Planned obsolescence is an interesting topic I’m sure most of us are familiar with. For example, you buy items like lightbulbs and razors and you constantly must buy more. In the case of lightbulbs, they are made to last only for a certain length of time before they blow, forcing you to buy more. Similarly, razors dull after a certain length of time, but you have options. You can buy a handle and continue to buy replacement razor heads, or simply buy an entirely new razor every time yours goes dull. It’s a corporate money-making strategy that ensures you, as the consumer, continue to invest your money in a product or company. It’s in the same vein as owning a video game console but having to constantly pay a monthly fee to play online, while also having to purchase the games you play, on top of separately paying for the internet to access said online features. It’s consumerism at its finest.
However, you also have the issue of perceived obsolescence. This comes into play heavily with you cell phone, your computer, your television, and just about any piece of technology that has the potential to last for years. How many times have you upgraded your phone? How many times have you bought a new laptop, or TV? The most important thing to consider here is if the device still works or not. Many people trade-in, or “upgrade” their phones because they are convinced that they must have the newest, shiniest toy. This is where consumerism comes into play once again. How many commercials boast the “newest” or “innovative” or “top-of-the-line” product? How often do you have the urge to buy those things, simply because the one you have is getting “old”?
If you’re like me, you use what you have until it dies. Seriously, I’ve owned about four computers and three phones in my life. Each time I replaced them was because the thing literally would not turn on, hold a charge, etc. However, I know people who replace their phones almost every year. I consider myself lucky to have a phone and don’t really care too much about how “out-of-date” it is as long as it works. The only thing I probably splurge on are computers because I, as a college student, use one every day and do all my course work on it. Having that die on me is a horrifying ordeal, and trust me, I speak from experience.
If anyone wants to learn more, check out the video below. It gives a pretty good overview on both planned and perceived obsolescence and how to differentiate the two.

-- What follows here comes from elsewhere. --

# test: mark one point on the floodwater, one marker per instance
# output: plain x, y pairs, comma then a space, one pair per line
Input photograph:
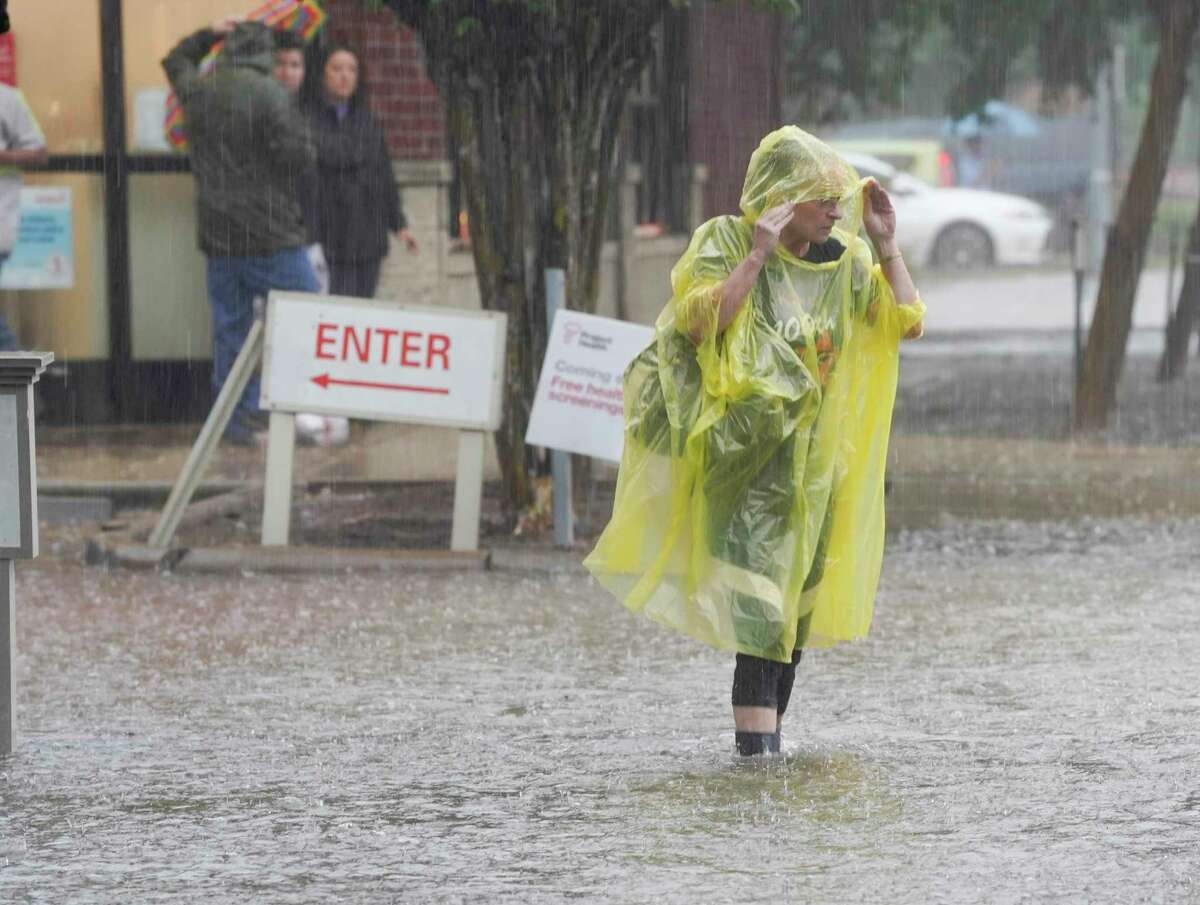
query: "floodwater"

The other topic of this week is digital history. As a history and CDS major, I’ve pretty much surmised that this is the direction I’m heading in terms of a career. Combining the two fields in creative and interactive ways is really cool once you look at pre-existing projects. I’m having the class look at Journal of American History’s Digital History Review criteria and explore the projects linked to get a better understanding of the field. And did I choose this journal because Dr. McClurken is the editor? Maybe. Maybe not. I found this page through my Applied Digital Studies class and it was alluded to in Intro to Public History, so I bound to find it eventually. The fact is that digital history is still an emerging field that can be used to teach, create, demonstrate, or interact with history. Projects like The American Yawp (which anyone who has taken a class with Dr. Sellers is familiar with), Histography, and Eagle Eye Citizen.
Overall, I’m pretty excited for discussion this week! I’m interested in hearing what other have to say about these topics as the semester comes to a close!